For Unibap, the project was a strong validation of its focus on high-performance onboard computing for advanced space applications. The mission showed how the company’s technology can contribute not only to data processing, but also to the operational coordination required to make complex payloads work effectively in orbit.
Space missions are shaped not only by technology, but also by the quality of collaboration between partners. IMAGIN-e brought together capabilities across system integration, cloud software, sensor technology, onboard computing and application development. Delivering such a payload required clear ownership, disciplined communication and rapid decision-making, especially during integration and testing.
From Unibap’s perspective, the defining moments came when the project moved from design and planning into delivery, integration and verification. Those moments tested interfaces, requirements and decision paths – and reinforced the value of close collaboration between teams.
ADAM FARIS – Project Manager at Unibap Space Solutions:
“The defining moments came when deliveries and integration were put to the test. That was when we proved that close collaboration, clear ownership and fast decisions are critical to the successful development and delivery of a complex space product.”
That experience reinforced an important lesson for future missions: technical excellence alone is not enough. Complex space projects also depend on shared understanding, visible decisions and well-managed requirements.
ADAM FARIS – Project Manager at Unibap Space Solutions:
“One of the strongest lessons was the value of investing time upfront to communicate, understand and document customer requirements before a project begins. Technical ambiguity has a cost. Keeping requirements, open issues and decisions visible and jointly owned helps remove misunderstandings before they become problems. That discipline is something we now bring into every project.”
IMAGIN-e also helped demonstrate the value of opening space-based computing environments to a broader ecosystem of applications. Through initiatives such as the OrbitalAI challenge, developers and research teams explored how AI models could be prepared for Earth observation use cases including environmental monitoring, anomaly detection, land-cover analysis and maritime applications.

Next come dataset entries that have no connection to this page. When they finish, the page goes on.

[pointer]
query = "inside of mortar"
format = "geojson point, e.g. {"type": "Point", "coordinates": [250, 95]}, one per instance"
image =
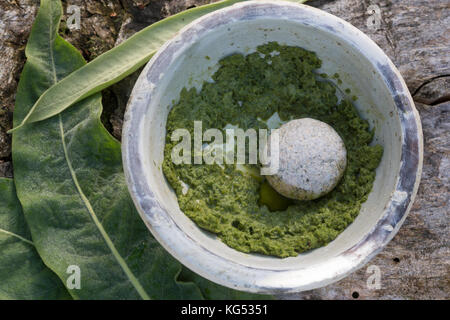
{"type": "Point", "coordinates": [187, 67]}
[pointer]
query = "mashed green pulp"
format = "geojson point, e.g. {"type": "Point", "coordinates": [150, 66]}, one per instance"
{"type": "Point", "coordinates": [227, 202]}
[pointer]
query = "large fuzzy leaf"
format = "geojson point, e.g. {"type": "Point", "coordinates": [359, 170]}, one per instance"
{"type": "Point", "coordinates": [23, 275]}
{"type": "Point", "coordinates": [69, 180]}
{"type": "Point", "coordinates": [115, 64]}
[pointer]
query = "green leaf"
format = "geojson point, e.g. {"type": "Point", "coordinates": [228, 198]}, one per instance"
{"type": "Point", "coordinates": [115, 64]}
{"type": "Point", "coordinates": [70, 182]}
{"type": "Point", "coordinates": [69, 179]}
{"type": "Point", "coordinates": [23, 275]}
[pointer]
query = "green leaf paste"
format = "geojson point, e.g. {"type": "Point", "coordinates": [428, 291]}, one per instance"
{"type": "Point", "coordinates": [225, 200]}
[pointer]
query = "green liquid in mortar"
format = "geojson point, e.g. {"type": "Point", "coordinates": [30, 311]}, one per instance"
{"type": "Point", "coordinates": [244, 211]}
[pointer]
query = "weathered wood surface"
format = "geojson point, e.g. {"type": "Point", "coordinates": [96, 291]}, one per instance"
{"type": "Point", "coordinates": [414, 33]}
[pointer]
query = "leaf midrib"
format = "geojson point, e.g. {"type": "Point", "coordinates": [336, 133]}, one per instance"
{"type": "Point", "coordinates": [12, 234]}
{"type": "Point", "coordinates": [131, 277]}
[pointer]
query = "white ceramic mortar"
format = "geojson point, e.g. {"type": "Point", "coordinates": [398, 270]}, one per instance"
{"type": "Point", "coordinates": [383, 99]}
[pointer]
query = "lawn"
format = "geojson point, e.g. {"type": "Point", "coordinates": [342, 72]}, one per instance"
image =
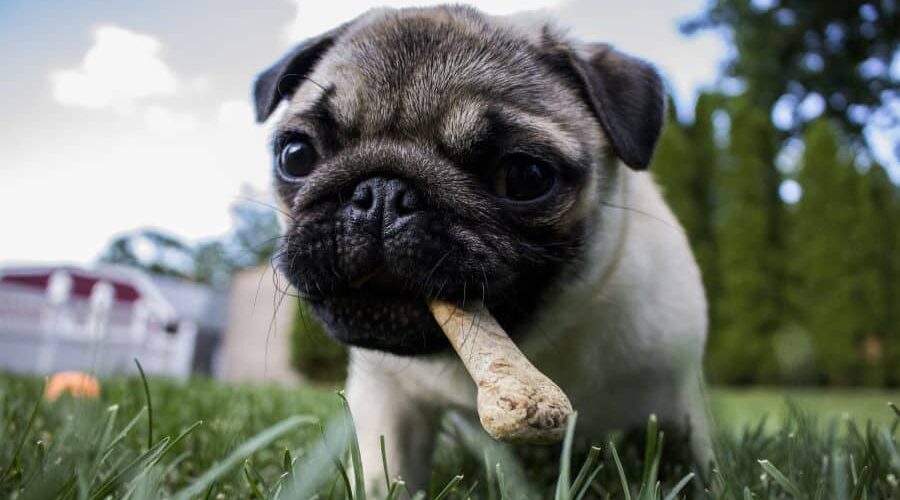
{"type": "Point", "coordinates": [210, 440]}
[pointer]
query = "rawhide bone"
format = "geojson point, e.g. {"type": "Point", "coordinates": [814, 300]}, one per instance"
{"type": "Point", "coordinates": [516, 402]}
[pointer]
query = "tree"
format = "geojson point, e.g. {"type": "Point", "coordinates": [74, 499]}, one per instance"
{"type": "Point", "coordinates": [152, 250]}
{"type": "Point", "coordinates": [882, 220]}
{"type": "Point", "coordinates": [838, 255]}
{"type": "Point", "coordinates": [253, 242]}
{"type": "Point", "coordinates": [749, 242]}
{"type": "Point", "coordinates": [840, 50]}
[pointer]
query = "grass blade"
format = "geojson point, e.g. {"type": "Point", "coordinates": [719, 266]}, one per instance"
{"type": "Point", "coordinates": [680, 486]}
{"type": "Point", "coordinates": [451, 485]}
{"type": "Point", "coordinates": [355, 458]}
{"type": "Point", "coordinates": [149, 404]}
{"type": "Point", "coordinates": [242, 452]}
{"type": "Point", "coordinates": [626, 492]}
{"type": "Point", "coordinates": [22, 438]}
{"type": "Point", "coordinates": [387, 475]}
{"type": "Point", "coordinates": [781, 479]}
{"type": "Point", "coordinates": [563, 484]}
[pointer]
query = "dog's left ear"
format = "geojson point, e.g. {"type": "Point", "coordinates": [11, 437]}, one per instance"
{"type": "Point", "coordinates": [281, 80]}
{"type": "Point", "coordinates": [625, 93]}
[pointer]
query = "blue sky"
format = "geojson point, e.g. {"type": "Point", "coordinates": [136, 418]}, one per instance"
{"type": "Point", "coordinates": [130, 114]}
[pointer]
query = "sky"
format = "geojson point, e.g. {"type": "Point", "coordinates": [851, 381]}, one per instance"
{"type": "Point", "coordinates": [136, 113]}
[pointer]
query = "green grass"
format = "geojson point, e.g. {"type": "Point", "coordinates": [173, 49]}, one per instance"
{"type": "Point", "coordinates": [212, 440]}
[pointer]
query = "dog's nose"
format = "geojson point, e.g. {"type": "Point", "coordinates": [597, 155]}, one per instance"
{"type": "Point", "coordinates": [386, 200]}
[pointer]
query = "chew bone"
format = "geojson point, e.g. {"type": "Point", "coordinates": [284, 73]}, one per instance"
{"type": "Point", "coordinates": [516, 402]}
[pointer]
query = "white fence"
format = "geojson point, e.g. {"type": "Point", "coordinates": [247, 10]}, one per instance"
{"type": "Point", "coordinates": [43, 334]}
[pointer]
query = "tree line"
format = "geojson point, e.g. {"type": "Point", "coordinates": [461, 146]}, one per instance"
{"type": "Point", "coordinates": [800, 292]}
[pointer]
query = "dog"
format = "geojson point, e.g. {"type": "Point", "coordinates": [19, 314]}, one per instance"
{"type": "Point", "coordinates": [445, 153]}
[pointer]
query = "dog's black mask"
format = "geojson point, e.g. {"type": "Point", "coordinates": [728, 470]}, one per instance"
{"type": "Point", "coordinates": [436, 155]}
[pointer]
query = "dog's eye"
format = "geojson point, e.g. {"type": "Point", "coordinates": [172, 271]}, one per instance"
{"type": "Point", "coordinates": [522, 178]}
{"type": "Point", "coordinates": [297, 159]}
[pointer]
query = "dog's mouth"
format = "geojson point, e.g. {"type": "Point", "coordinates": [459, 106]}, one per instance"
{"type": "Point", "coordinates": [379, 310]}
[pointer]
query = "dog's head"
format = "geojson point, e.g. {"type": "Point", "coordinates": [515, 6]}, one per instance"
{"type": "Point", "coordinates": [443, 153]}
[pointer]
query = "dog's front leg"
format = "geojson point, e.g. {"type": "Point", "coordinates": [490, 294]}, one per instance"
{"type": "Point", "coordinates": [381, 407]}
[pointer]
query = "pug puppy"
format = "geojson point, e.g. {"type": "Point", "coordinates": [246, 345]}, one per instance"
{"type": "Point", "coordinates": [441, 152]}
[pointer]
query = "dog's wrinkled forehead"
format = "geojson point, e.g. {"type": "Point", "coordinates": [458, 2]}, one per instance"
{"type": "Point", "coordinates": [434, 75]}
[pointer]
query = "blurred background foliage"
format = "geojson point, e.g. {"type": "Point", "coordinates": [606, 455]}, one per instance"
{"type": "Point", "coordinates": [794, 224]}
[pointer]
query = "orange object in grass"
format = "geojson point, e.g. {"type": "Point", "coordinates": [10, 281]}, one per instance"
{"type": "Point", "coordinates": [78, 384]}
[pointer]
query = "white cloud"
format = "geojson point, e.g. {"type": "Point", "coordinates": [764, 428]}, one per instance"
{"type": "Point", "coordinates": [314, 17]}
{"type": "Point", "coordinates": [168, 123]}
{"type": "Point", "coordinates": [171, 168]}
{"type": "Point", "coordinates": [120, 68]}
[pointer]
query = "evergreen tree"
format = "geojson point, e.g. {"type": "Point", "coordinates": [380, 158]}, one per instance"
{"type": "Point", "coordinates": [749, 245]}
{"type": "Point", "coordinates": [883, 221]}
{"type": "Point", "coordinates": [705, 159]}
{"type": "Point", "coordinates": [838, 256]}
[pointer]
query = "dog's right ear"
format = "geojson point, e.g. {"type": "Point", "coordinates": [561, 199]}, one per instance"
{"type": "Point", "coordinates": [281, 80]}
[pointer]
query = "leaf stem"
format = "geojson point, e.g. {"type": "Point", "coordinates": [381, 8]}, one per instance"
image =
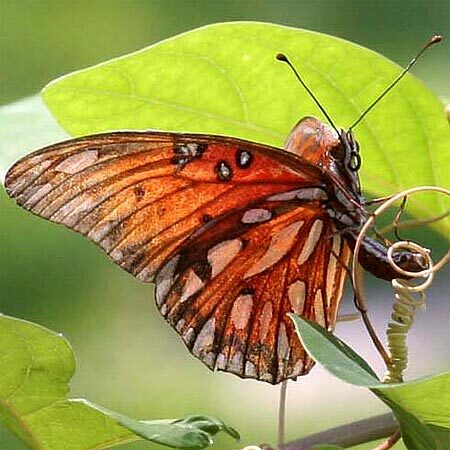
{"type": "Point", "coordinates": [390, 441]}
{"type": "Point", "coordinates": [350, 434]}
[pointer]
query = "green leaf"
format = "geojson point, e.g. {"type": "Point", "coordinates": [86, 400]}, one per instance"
{"type": "Point", "coordinates": [25, 126]}
{"type": "Point", "coordinates": [193, 432]}
{"type": "Point", "coordinates": [423, 409]}
{"type": "Point", "coordinates": [224, 79]}
{"type": "Point", "coordinates": [333, 354]}
{"type": "Point", "coordinates": [428, 398]}
{"type": "Point", "coordinates": [416, 404]}
{"type": "Point", "coordinates": [327, 447]}
{"type": "Point", "coordinates": [37, 366]}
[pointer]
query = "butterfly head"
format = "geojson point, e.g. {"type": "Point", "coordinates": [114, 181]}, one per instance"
{"type": "Point", "coordinates": [345, 160]}
{"type": "Point", "coordinates": [336, 154]}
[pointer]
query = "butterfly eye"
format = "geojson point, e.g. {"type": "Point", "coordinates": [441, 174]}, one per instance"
{"type": "Point", "coordinates": [338, 152]}
{"type": "Point", "coordinates": [355, 161]}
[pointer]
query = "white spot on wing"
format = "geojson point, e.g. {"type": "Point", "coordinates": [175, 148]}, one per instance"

The mission has supported further experimentation in areas such as blockchain-backed data certification, autonomous in-orbit operations and onboard AI applications for remote sensing. Taken together, these demonstrations show how space edge computing can serve as a flexible testbed for multiple software-driven capabilities.

IMAGIN-e payload mounted on the ISS. Image credit: © Thales Alenia Space.
For Unibap and Thales Alenia Space, this collaboration fits into a wider industry direction: building more autonomous, intelligent and efficient space infrastructure. It also aligns with continued work in AI-driven Earth observation and cognitive cloud computing concepts, including follow-on initiatives such as 3CS4EO.
IMAGIN-e represents more than a single payload on the ISS. It is part of a broader shift in how the space sector thinks about data, computing and autonomy.
By proving that advanced processing can be performed closer to the data source, the mission helps reduce dependence on raw-data downlink, shorten the path from observation to insight and create new opportunities for software-defined services in orbit.
For Unibap Space Solutions, the project stands as a valuable collaboration with Thales Alenia Space and an important demonstration of the company’s role in enabling onboard intelligence. As future missions demand faster decisions, more efficient data handling and greater autonomy, the lessons from IMAGIN-e will continue to shape the next generation of intelligent space systems.